Upwardly mobile phone jockey... or 'cyber-coolie'?
by Robert Fulford

(The National Post, 1 November 2003)

My computer technician and I were separated by 11,623 kilometres and a dozen time zones, but we bonded when we confronted a grave problem. One day last summer the fan in my computer died. Other components then overheated. The machine emitted wisps of smoke and shut down.

Computer owners will understand the icy terror that flowed through my veins. I called the manufacturer's help line, and was answered by a man in a headset sitting before a screen in New Delhi. In Toronto, it was four in the afternoon, so for him it was two a.m. He works nights, to help North Americans who want daytime or evening service.

At first, he didn't understand the depth of my ignorance. He was talking to someone who had never seen the inside of a computer, didn't know it contained a fan, and always secretly believed that if you open the box it will probably explode. But by exhibiting limitless patience he persuaded me to take off the casing, peer inside, and describe the contents. We spent two hours together before he figured out what parts I needed so that he could send someone in Toronto to install them.

It happens that I'm one of globalization's enthusiastic supporters (partly because I know some of the people who aren't), so naturally this process thrilled me. Call centres, like the one I reached in India, are a creation of global capitalism and a striking example of how technology ignores geography and spreads employment.

Today, it's nearly impossible to avoid call centres. If you place a phone order with Neiman Marcus, for instance, you'll talk to someone in Alberta. If you call United Parcel Service to order a pickup, you'll speak to someone in New Brunswick, where UPS has about 1,000 employees working the phones. And if you book a flight on Lufthansa, an operator in Cape Town will serve you.

Call centres are made possible by toll-free phone numbers, cheap long-distance, special phone banks, and globally linked corporate computer systems. A dozen or so years ago, with those elements all in place, the call-centre business began circling the earth. Soon millions of people were conversing across the oceans, often without knowing it.

Out of curiosity I always ask an operator "where are you?" But there are call centres that forbid their employees to answer. It's said there are places where operators lie, claiming to be in Des Moines, say, when they are actually in Manila.

In India, which has been most successful in stealing call-centre business from the rich countries, companies teach their operators to understand American accents and imitate them. They watch American movies together, and those who can easily comprehend Sylvester Stallone's dialogue are said to be approaching perfection. Some companies try to create an American ambience by putting little American flags on the desks and providing pizza.

India now has more than 160,000 call-centre workers and expects to have a million by 2008. Raman Roy, who runs a company called Wipro Spectramind, imagines India becoming "the back office of the world." He had 200 employees three years ago and now has 5,100. They take catalogue orders, book hotel and airline reservations, do some telemarketing, and then move up to computer help desks, insurance claims processing, various forms of accounting, and payroll management.

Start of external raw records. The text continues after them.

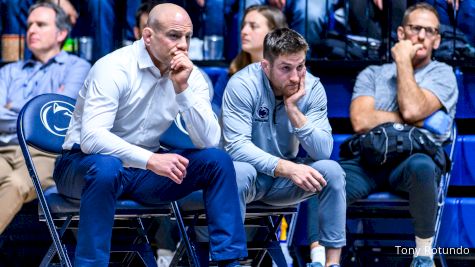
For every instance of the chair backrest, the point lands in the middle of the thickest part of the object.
(44, 120)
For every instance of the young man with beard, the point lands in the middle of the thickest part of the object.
(269, 109)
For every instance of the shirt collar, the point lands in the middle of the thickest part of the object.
(144, 59)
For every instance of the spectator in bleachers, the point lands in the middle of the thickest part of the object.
(49, 70)
(269, 109)
(465, 15)
(415, 90)
(306, 17)
(256, 23)
(95, 21)
(130, 98)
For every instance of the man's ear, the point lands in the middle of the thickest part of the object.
(136, 33)
(265, 64)
(62, 35)
(147, 35)
(436, 41)
(401, 35)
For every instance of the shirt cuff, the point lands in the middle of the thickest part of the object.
(185, 99)
(305, 130)
(272, 165)
(140, 160)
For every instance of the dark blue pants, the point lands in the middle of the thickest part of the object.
(417, 177)
(99, 180)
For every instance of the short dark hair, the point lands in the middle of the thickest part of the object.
(283, 41)
(144, 8)
(62, 20)
(419, 6)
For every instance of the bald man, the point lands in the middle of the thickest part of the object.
(112, 148)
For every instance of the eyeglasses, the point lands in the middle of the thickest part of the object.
(430, 31)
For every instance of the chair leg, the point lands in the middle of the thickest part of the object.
(443, 261)
(52, 249)
(144, 249)
(273, 245)
(193, 259)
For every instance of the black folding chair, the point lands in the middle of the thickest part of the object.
(386, 205)
(42, 124)
(258, 216)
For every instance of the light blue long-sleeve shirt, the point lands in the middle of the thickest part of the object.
(20, 81)
(256, 127)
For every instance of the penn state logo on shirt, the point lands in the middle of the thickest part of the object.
(263, 113)
(51, 119)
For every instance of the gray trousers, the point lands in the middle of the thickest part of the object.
(253, 186)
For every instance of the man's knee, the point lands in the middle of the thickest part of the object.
(215, 157)
(332, 173)
(245, 176)
(422, 168)
(105, 171)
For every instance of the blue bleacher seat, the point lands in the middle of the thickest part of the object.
(464, 173)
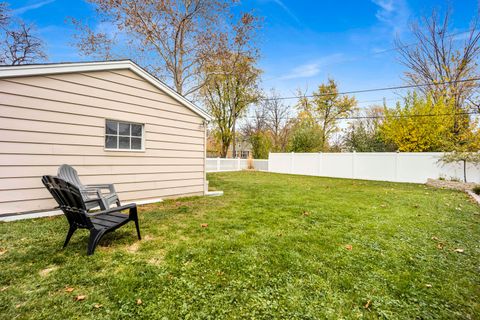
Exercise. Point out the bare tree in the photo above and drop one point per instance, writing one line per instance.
(4, 14)
(173, 34)
(442, 59)
(276, 115)
(18, 44)
(231, 78)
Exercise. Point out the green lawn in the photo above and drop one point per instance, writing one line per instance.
(276, 246)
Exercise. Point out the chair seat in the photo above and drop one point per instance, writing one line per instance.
(110, 220)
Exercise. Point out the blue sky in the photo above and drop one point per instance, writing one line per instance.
(303, 42)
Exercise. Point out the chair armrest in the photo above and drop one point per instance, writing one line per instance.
(110, 187)
(129, 206)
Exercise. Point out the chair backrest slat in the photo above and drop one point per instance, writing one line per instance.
(70, 200)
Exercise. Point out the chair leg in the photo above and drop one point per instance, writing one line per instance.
(71, 230)
(138, 229)
(95, 237)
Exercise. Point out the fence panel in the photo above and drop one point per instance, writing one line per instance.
(222, 164)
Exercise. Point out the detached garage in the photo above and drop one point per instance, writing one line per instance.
(112, 121)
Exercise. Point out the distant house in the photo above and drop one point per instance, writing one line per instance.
(112, 121)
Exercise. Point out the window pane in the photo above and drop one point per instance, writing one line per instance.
(124, 143)
(111, 142)
(136, 130)
(124, 129)
(111, 127)
(137, 143)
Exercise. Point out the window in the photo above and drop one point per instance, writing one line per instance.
(123, 135)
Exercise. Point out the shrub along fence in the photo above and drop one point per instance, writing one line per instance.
(397, 167)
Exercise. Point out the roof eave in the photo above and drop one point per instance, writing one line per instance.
(43, 69)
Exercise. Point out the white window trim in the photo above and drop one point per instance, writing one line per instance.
(118, 135)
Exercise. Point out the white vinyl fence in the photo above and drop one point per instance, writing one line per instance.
(396, 167)
(222, 164)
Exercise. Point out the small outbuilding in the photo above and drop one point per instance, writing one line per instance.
(112, 121)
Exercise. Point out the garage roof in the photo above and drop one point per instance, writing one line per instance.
(56, 68)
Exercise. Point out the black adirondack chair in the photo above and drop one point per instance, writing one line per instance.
(70, 200)
(92, 193)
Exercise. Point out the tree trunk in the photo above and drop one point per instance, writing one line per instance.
(234, 140)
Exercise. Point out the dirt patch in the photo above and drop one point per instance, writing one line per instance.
(454, 185)
(148, 238)
(133, 248)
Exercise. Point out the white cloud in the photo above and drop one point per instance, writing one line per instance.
(313, 68)
(287, 10)
(393, 13)
(32, 7)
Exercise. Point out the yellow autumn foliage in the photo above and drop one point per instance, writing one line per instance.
(421, 125)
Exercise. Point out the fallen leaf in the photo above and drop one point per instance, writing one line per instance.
(367, 305)
(80, 298)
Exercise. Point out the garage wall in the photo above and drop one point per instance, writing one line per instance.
(46, 121)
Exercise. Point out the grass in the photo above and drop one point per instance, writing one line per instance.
(276, 246)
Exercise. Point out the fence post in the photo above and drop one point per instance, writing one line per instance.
(319, 163)
(292, 155)
(268, 161)
(397, 155)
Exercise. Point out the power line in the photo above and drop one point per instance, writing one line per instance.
(384, 116)
(372, 90)
(396, 48)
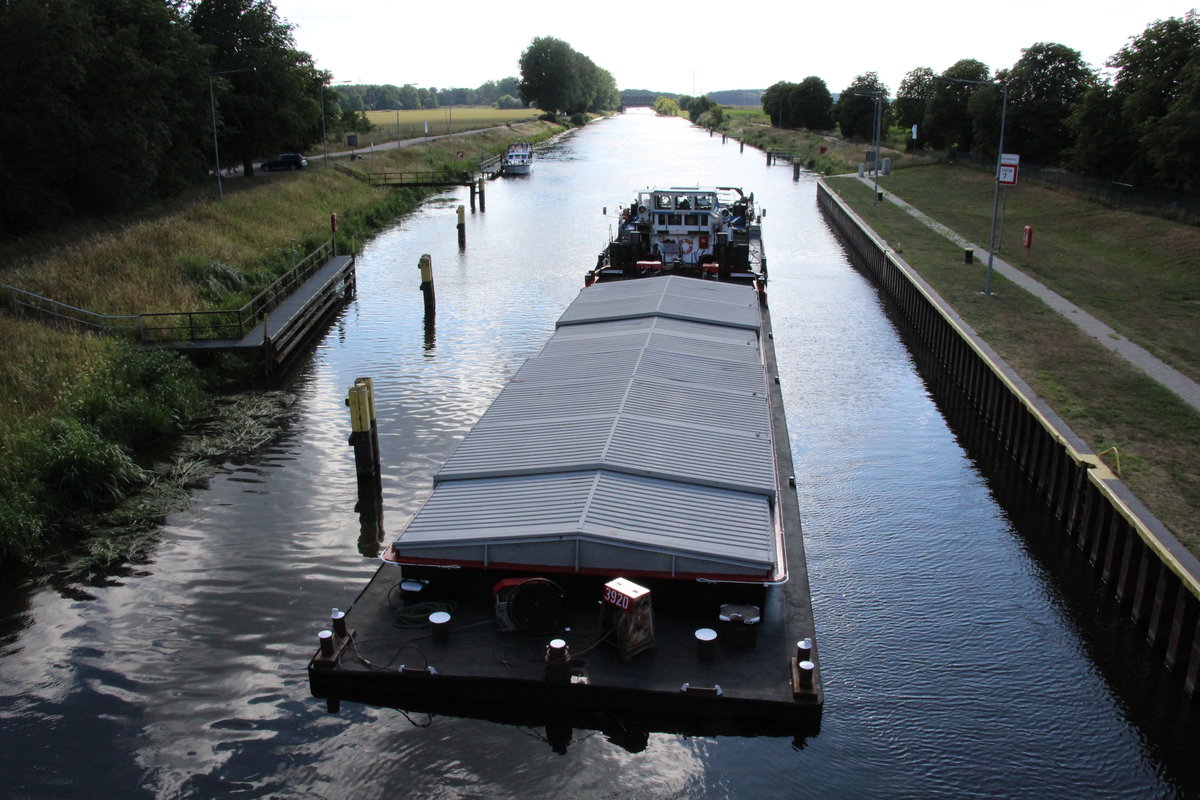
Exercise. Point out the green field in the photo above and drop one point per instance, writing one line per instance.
(1134, 272)
(75, 408)
(390, 126)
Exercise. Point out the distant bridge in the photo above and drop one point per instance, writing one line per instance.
(637, 98)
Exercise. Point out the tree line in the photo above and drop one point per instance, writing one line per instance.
(1138, 124)
(369, 97)
(112, 103)
(556, 78)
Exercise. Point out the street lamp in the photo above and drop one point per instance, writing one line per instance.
(213, 104)
(879, 116)
(1000, 154)
(324, 140)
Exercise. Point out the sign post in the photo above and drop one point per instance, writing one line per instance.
(1009, 164)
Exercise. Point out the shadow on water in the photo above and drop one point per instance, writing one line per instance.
(1150, 696)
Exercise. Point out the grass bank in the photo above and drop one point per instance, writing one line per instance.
(391, 125)
(1131, 271)
(76, 409)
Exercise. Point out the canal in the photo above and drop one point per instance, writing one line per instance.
(964, 650)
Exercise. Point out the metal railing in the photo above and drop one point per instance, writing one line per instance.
(429, 178)
(175, 325)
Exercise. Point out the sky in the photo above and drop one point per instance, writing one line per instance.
(693, 47)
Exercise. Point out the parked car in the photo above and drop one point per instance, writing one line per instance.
(286, 161)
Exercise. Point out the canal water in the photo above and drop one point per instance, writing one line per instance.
(965, 651)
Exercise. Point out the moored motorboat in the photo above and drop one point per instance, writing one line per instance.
(517, 160)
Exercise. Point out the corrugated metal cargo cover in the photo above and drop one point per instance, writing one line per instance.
(639, 439)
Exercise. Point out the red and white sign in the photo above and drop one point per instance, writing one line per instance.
(1009, 164)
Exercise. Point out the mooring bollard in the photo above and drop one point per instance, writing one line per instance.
(706, 643)
(439, 626)
(558, 662)
(426, 266)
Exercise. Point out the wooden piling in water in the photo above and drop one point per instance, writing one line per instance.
(426, 266)
(365, 461)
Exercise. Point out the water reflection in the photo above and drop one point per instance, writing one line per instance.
(961, 656)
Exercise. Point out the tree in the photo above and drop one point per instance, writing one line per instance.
(912, 97)
(856, 106)
(1043, 86)
(1102, 142)
(665, 107)
(1151, 84)
(947, 118)
(1171, 145)
(121, 80)
(556, 78)
(549, 76)
(774, 102)
(810, 104)
(276, 107)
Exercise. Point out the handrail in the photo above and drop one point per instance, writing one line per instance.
(178, 325)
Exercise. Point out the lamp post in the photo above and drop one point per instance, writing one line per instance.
(1000, 152)
(324, 140)
(879, 116)
(213, 106)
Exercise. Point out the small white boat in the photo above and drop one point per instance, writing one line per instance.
(517, 160)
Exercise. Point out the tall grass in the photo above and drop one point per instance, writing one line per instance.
(1104, 400)
(75, 409)
(411, 124)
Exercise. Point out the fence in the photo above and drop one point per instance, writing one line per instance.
(174, 325)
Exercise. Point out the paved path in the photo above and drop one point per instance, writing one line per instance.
(1176, 382)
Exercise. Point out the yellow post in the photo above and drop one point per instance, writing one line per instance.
(372, 426)
(426, 266)
(359, 400)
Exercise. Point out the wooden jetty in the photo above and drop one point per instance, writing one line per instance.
(489, 603)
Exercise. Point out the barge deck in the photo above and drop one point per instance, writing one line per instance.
(509, 596)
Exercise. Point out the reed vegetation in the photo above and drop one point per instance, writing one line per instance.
(77, 411)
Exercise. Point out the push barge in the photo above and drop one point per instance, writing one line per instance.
(615, 546)
(517, 160)
(700, 233)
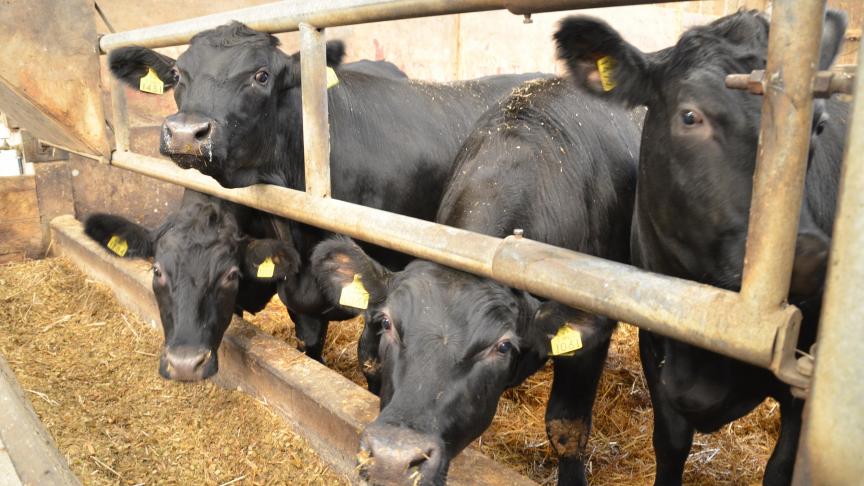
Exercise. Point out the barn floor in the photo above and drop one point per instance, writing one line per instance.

Not everyone finds this system admirable. Last year, a reporter for the Times of India mentioned to Roy that there are those who think these workers operate at the lowest end of the value chain. Roy replied that you can do a low-end job and then maybe move to a better job. "Without the low end, you cannot proceed to the high end."

This controversy recently broke out in an unlikely place, the letters column of the Times Literary Supplement. After Susan Sontag praised Indians for putting their English-language skills to work through call centres, a furious professor in New Delhi denounced her for failing to see that "These poor young men and women are indeed the cyber-coolies of our global age." In the next issue, another Delhi resident wrote that what the professor considers exploitation looks to workers like a way to acquire skills as well as income. He acknowledged that while "it isn't much fun to persuade someone in Detroit to pay his credit card bill" (yet another function of call centres), it builds negotiating skills.

It is an iron law of international economics that the Exploitation Police will swoop down and denounce anyone who creates new jobs, particularly in relatively poor areas. The common complaint is that call-centre companies set up shop in places (New Brunswick is a good example) where they can find well-educated workers at relatively low wages. The Exploitation Police make this sound almost criminal. In fact, it's the way capitalism has always expanded and the way that poor regions have traditionally turned themselves into less poor regions. To consider this sort of change deplorable is to miss the fact that business lives by ingenuity and perishes when it ceases to find new and cheaper ways to get its work done.